BU researchers shed light on the cons of daily deals
| From Commonwealth | By Barbara Moran
A study by John Byers (left) and Georgios Zervas found that Yelp reviews mentioning Groupon gave lower ratings. Photo by Kalman Zabarsky
Online daily deal sites like Groupon are generally great for consumers, offering deep discounts on things from restaurants to sporting events. But are they good for business?
John Byers, a College of Arts & Sciences associate professor of computer science, and Georgios Zervas (GRS’11), a postdoctoral fellow at Yale, worked with Michael Mitzenmacher, a professor of computer science at Harvard, to find out. The researchers, who collected a massive amount of data over a six-month period, found that for merchants, Groupon cuts both ways.
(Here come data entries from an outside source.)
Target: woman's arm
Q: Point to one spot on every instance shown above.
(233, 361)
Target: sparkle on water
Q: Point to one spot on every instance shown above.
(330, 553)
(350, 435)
From January 3 to July 3, 2011, the researchers monitored every Groupon deal offered in 20 cities—16,692 deals altogether. At the same time, they collected data on Facebook “likes” tied to the deals and later gathered data from the daily deal site LivingSocial and the review site Yelp. For each Groupon deal associated with a Yelp rating, the researchers collected all of the reviews posted on Yelp through August 2011. They found a surge in reviews from new customers after a Groupon offer, but they also found that reviewers mentioning the words “Groupon” and “coupon” give “strikingly lower rating scores” than those who do not mention those terms. Reviewers mentioning either keyword offer ratings that are 10 percent lower, on average, while the ratings of the small fraction of reviewers mentioning both keywords are more that 20 percent lower, on average.
The findings, published last September in the online journal arXiv (pronounced “archive”), call into question the very foundation of daily deal sites.